We are desperate for some help as we don't have specialist networking expertise in-house and no-one else seems willing to help us.

Since switching to a new lease line 10/100 and running on the MPLS, we are maxing out on bandwidth.  Our old line was also 10/100.  One PC/Laptop or phone can simply eat up all the bandwidth which means we are not operational and our 10 sites cannot RDP in nor can anyone access our web server.  I will probably get fired shortly if this is not resolved  :-\ by Monday.  The MPLS provider has put QOS 4MB on HTTP & HTTPS (cisco router) but we still have no operations for 90% of the day.  Previously our line would slow down but remain operational.

We have a MPLS with Cisco routers at each site and our MPLS company has said it can make netflow logs and sylogs available to us if we provide server IP and port for each.  That is the easy part (we have a Windows server) but we have no network expertise and have no idea what software we need and have no guidance.  They refuse to help us any further than that.  They will not even advise us what software we need.   

HQ - We run web, e-mail, RDP on internal network, printing to Sites, FTP in & out, hardware VPN and a little CCTV.
Each site - We run web, e-mail, RDP into HQ, FTP in & out, printing via HQ, hardware VPN and a little CCTV.

Once initial crisis is over we will give them notice!   In the interim ...

A. What can we do on firewall/routers to stabilise the connection and prevent a PC/laptop/Phone from taking up all the bandwidth.

B. Can someone please advise us on what software we need to pick up these Netflow logs and what we need to interpret the Netflow logs.  It must be windows based and must help us identify what is causing the issues in an easy way.  Ideally a free/cheap/open source system would be great.  We have 10 sites, all with Cisco routers and 3 sites with hardware VPN.  We have looked a nprobe but don't know where to start and cost options are really confusing.  i.e. HTTP is extra, etc.  Also advise the same re. syslogs.

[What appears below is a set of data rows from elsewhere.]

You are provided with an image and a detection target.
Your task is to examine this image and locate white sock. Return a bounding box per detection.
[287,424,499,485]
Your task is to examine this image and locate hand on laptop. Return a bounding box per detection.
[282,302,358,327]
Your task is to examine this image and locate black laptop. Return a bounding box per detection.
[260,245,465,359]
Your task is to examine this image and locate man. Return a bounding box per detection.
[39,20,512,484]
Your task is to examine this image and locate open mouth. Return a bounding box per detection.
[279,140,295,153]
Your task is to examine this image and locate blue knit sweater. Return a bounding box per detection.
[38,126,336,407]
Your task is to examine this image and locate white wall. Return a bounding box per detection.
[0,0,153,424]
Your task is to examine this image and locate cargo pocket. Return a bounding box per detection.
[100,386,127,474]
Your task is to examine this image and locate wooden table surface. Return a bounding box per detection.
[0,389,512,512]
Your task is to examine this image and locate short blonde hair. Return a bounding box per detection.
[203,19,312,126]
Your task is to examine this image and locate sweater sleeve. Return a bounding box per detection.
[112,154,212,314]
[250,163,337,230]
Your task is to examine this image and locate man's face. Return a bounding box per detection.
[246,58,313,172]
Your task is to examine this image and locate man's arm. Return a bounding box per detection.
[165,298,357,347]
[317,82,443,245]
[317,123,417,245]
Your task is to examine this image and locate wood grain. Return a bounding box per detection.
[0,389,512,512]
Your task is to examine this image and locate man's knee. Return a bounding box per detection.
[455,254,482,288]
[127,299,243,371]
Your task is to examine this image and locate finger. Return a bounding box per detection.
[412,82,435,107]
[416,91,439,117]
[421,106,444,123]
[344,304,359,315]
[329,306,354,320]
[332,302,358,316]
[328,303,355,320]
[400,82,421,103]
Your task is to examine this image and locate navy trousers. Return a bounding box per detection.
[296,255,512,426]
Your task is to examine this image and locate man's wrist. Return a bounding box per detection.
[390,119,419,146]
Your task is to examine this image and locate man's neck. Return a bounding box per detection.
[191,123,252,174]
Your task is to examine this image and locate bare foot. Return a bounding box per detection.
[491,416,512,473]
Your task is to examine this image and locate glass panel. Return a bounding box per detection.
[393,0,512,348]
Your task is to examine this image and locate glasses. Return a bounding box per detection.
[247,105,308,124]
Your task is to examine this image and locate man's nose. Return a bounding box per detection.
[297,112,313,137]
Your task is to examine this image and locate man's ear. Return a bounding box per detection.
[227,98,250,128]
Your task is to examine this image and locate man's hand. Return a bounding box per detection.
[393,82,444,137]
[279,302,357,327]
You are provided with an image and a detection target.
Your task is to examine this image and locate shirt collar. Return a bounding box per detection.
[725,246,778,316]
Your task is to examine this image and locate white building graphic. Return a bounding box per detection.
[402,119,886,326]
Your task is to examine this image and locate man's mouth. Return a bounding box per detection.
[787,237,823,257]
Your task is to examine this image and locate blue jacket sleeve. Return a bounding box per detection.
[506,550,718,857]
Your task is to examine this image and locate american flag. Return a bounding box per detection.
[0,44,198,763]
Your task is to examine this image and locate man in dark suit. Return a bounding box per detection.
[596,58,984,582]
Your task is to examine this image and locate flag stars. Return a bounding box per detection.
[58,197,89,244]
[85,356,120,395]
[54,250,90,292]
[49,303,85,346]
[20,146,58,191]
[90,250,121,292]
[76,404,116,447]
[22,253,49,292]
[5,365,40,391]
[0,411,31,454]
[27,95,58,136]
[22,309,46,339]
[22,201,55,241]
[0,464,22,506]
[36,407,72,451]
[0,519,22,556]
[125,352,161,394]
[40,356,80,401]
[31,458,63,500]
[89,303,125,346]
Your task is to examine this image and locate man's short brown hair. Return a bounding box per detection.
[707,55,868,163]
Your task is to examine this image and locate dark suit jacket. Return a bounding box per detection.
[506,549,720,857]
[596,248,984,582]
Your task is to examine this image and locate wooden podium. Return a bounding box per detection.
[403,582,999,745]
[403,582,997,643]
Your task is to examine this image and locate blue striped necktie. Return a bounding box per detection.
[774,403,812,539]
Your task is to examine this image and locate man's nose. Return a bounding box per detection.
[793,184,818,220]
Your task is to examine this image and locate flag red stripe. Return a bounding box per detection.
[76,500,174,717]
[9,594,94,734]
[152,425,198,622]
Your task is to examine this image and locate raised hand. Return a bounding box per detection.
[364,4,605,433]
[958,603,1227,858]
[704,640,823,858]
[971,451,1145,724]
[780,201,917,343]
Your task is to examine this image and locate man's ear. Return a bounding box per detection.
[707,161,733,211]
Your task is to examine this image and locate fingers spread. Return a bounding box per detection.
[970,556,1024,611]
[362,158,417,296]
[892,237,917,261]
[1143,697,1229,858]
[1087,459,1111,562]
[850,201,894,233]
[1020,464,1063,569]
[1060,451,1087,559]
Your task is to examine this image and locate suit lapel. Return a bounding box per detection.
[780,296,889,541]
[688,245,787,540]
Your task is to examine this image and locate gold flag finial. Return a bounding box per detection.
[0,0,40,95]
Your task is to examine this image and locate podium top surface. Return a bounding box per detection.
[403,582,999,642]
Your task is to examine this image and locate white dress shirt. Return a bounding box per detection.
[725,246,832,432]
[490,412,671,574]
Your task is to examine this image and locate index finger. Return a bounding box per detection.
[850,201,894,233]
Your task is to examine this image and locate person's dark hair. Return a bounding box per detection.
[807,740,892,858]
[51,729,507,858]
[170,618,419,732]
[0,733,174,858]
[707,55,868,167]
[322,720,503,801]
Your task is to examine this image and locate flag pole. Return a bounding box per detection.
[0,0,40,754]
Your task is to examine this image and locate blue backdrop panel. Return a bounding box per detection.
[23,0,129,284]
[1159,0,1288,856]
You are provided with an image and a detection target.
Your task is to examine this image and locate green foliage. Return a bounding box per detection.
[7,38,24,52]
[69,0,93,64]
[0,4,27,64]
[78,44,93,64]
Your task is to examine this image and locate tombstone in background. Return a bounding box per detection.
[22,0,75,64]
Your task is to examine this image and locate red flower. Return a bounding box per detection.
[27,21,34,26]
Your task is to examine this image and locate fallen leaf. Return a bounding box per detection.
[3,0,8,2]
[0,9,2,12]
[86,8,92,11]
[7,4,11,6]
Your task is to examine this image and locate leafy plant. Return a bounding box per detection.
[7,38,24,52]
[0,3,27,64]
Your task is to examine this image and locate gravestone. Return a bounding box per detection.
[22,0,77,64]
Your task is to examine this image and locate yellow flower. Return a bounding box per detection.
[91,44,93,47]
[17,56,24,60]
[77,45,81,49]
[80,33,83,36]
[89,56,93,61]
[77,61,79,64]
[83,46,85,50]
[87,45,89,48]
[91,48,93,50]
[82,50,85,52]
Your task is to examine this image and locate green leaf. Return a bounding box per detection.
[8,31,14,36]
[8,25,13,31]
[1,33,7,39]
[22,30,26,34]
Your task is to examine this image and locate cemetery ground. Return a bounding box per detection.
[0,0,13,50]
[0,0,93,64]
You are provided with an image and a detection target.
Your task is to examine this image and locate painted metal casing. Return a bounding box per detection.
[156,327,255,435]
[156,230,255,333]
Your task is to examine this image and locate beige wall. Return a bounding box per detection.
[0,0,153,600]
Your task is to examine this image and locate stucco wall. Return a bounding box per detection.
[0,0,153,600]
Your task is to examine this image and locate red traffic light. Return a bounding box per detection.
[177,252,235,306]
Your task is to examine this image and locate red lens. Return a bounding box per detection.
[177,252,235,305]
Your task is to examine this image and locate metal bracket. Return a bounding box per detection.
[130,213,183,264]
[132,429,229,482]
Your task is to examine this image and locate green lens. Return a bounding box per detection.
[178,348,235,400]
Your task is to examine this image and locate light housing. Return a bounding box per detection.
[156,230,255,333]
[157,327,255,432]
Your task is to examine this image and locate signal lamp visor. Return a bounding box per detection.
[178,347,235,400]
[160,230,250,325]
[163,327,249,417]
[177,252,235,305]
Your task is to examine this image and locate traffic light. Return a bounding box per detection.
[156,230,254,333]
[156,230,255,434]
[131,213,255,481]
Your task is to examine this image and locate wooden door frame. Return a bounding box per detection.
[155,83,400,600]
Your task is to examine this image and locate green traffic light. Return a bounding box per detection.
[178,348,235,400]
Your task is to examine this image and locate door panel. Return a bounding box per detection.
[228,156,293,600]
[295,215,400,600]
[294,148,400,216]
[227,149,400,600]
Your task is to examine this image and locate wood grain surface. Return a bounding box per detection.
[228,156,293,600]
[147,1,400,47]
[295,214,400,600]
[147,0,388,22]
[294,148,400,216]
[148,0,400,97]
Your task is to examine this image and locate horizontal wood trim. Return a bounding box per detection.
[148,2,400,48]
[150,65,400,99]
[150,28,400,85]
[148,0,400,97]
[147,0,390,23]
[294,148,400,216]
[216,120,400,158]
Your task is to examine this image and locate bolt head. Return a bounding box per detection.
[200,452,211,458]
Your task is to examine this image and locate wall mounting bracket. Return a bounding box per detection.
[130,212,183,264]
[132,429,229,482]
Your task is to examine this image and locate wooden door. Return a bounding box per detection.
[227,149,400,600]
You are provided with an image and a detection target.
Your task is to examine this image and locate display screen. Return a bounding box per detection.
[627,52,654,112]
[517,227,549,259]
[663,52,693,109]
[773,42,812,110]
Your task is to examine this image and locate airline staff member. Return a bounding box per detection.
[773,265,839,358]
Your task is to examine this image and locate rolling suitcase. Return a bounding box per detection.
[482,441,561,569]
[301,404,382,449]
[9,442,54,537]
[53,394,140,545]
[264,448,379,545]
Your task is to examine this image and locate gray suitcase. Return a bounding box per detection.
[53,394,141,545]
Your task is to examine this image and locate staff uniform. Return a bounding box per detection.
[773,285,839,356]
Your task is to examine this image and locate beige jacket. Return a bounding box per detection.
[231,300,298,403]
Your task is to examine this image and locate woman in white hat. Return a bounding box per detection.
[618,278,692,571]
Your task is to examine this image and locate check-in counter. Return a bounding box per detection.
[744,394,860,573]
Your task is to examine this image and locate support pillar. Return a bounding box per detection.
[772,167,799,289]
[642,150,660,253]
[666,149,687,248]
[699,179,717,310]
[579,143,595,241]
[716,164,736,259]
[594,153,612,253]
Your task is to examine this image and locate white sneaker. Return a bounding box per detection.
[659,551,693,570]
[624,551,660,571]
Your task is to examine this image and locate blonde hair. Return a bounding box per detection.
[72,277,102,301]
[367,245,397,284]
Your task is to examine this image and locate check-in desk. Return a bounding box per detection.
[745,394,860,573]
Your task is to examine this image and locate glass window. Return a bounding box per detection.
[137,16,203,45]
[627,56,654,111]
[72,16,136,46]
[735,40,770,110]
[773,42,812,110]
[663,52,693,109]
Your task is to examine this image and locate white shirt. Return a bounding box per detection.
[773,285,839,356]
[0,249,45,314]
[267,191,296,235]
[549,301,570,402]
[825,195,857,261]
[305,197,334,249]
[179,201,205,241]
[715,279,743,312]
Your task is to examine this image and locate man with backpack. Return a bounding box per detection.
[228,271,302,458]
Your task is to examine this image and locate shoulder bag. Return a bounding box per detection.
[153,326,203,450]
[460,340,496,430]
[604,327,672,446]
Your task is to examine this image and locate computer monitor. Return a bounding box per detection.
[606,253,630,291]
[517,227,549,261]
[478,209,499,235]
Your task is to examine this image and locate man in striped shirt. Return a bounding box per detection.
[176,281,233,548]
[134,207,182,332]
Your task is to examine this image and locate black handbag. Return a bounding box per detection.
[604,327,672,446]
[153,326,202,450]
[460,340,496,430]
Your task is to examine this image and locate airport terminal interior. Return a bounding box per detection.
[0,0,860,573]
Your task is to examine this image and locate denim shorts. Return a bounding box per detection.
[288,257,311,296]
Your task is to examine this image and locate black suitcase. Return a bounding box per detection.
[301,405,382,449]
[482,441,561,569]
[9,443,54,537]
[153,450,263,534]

In layman's terms we need to identify traffic problems (ideally at each site, especially HQ) and be able to also identify web usage statistics (ideally at each site) by machine/user.  We need the machine name, device type (and/or user) and what on that machine is causing problems.

We would also be willing to pay someone to help us out here both with syslogs and netflow software.  i.e. Let us know what we need, and then guide us through installation. 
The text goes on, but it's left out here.